Posicionamentos divergentes
A diversificação dos produtos da feira e descentralização de atuação para os bairros foi pauta na Câmara de Vereadores em fevereiro. Sobre o fato de sábado, o líder de bancada do PP, Roque Haas deixou claro que não duvida da qualidade, mas explicou que o rito sanitário é fundamental, e uma exigência sanitária que deve ser cumprida por todos, além disso, um preceito bastante difundido e cobrado pelos órgãos públicos. “Ficou um clima chato. Ninguém é contra os expositores. Mas há uma série de critérios que são iguais para todos que querem participar”, afirmou.
O presidente do STR Astor Klaus declarou que a feira do produtor foi criada para viabilizar a comercialização de pequenos produtores, aproximando-os dos consumidores, criando uma relação de confiança, sem abrir mão da segurança alimentar. “Como se trata de uma política pública, são necessários regramentos. Acima de tudo disposição para o diálogo e construção de alternativas que viabilizem a manutenção e o desenvolvimento dos agricultores. Entretanto, a estruturação de agroindústrias exige alto investimento, o que praticamente inviabiliza os pequenos agricultores”.

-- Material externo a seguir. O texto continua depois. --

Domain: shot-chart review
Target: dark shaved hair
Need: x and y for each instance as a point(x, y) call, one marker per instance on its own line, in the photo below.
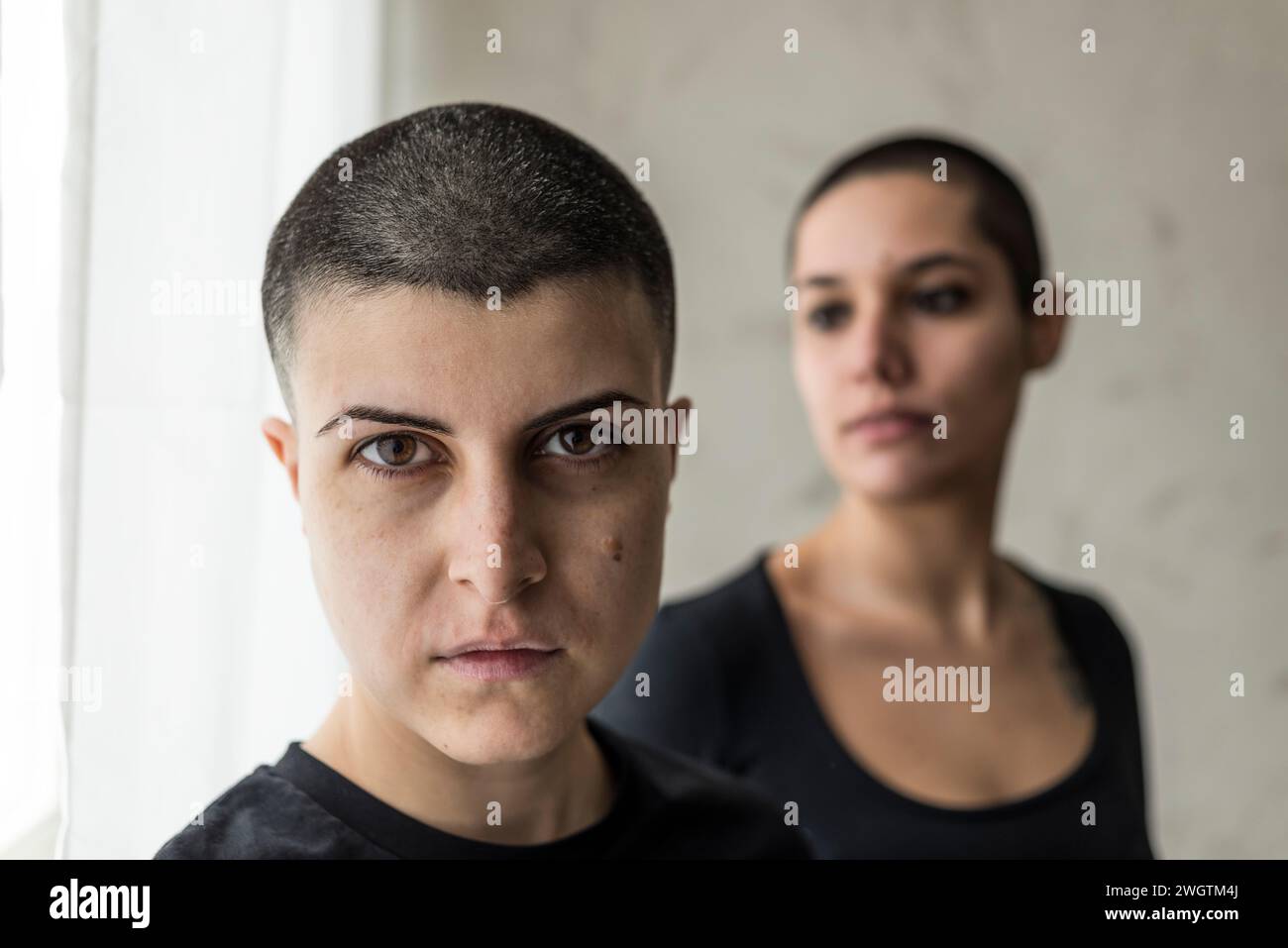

A líder de bancada do MDB Adiles Meyer lamentou o episódio, pois a feira foi resgatada no governo do ex-prefeito Sidnei Eckert e aprimorada no governo de Klaus Werner Schnack, com esforço diário entre os envolvidos e treinamentos. “A decisão de rever a legislação, flexibilizar, ou de viabilizar alternativas de regularização cabem ao Poder Executivo. Lembrando que há muito esforço envolvido por parte dos produtores para conseguirem expor seus produtos na feira no sábado de manhã“.